Date of this Version
Since the late 1970s, U.S. policymakers at both the federal and state levels have enacted a variety of incentives, regulations, and programs to encourage the production and use of agriculture-based biofuels. Initially, federal biofuels policies were developed to help kick-start the biofuels industry during its early development, when neither production capacity nor a market for the finished product was widely available. Federal policy has played a key role in helping to close the price gap between biofuels and cheaper petroleum fuels. Now, as the industry has evolved, other policy goals (e.g., national energy security, climate change concerns, support for rural economies) are cited by proponents as justification for continuing policy support.
The U.S. biofuels sector has responded to these government incentives by expanding output every year since 1996, with important implications for the domestic and international food and fuel sectors. The production of ethanol (the primary biofuel produced in the United States) has risen from about 175 million gallons in 1980 to 10.7 billion gallons per year in 2009. U.S. biodiesel production is much smaller than its ethanol counterpart, but has also shown strong growth, rising from 0.5 million gallons in 1999 to an estimated 776 million gallons in 2008 before being impeded by the nationwide financial crisis.
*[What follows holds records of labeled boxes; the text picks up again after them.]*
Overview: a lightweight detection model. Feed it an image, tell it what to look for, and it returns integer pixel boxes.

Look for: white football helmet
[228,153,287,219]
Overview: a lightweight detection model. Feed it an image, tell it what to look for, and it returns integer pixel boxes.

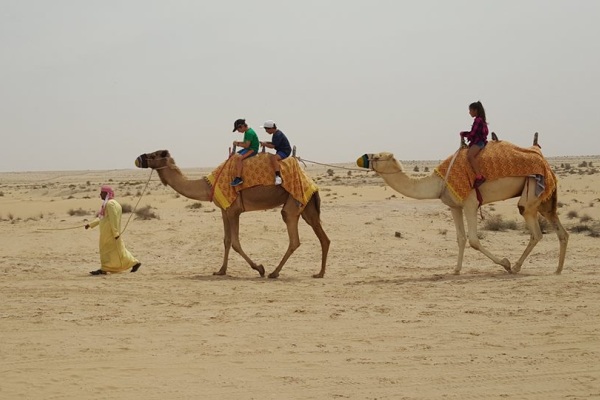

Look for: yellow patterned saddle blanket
[435,141,556,201]
[206,153,319,210]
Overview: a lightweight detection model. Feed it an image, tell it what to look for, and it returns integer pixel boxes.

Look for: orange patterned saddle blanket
[206,153,319,210]
[435,141,556,201]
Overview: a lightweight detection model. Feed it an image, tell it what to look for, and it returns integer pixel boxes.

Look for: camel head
[356,152,402,173]
[135,150,175,169]
[135,150,180,186]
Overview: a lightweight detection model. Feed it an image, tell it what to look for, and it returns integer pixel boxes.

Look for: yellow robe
[90,199,139,273]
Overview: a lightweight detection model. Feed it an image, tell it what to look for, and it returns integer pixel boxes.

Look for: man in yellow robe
[85,185,142,275]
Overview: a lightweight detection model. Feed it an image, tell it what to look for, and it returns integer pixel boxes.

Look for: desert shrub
[483,214,517,231]
[135,206,160,220]
[569,224,590,233]
[67,207,90,217]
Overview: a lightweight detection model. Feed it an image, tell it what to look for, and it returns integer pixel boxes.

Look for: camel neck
[158,168,211,201]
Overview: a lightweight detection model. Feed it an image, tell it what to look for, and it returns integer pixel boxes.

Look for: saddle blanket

Despite this rapid growth, total agriculture-based biofuels production accounted for only about 4.3% of total U.S. transportation fuel consumption in 2009. Federal biofuels policies have had costs, including unintended market and environmental consequences and large federal outlays (estimated at $6 to $8 billion in 2009). Despite the direct and indirect costs of federal biofuels policy and the small role of biofuels as an energy source, the U.S. biofuels sector continues to push for greater federal involvement. But critics of federal policy intervention in the biofuels sector have also emerged.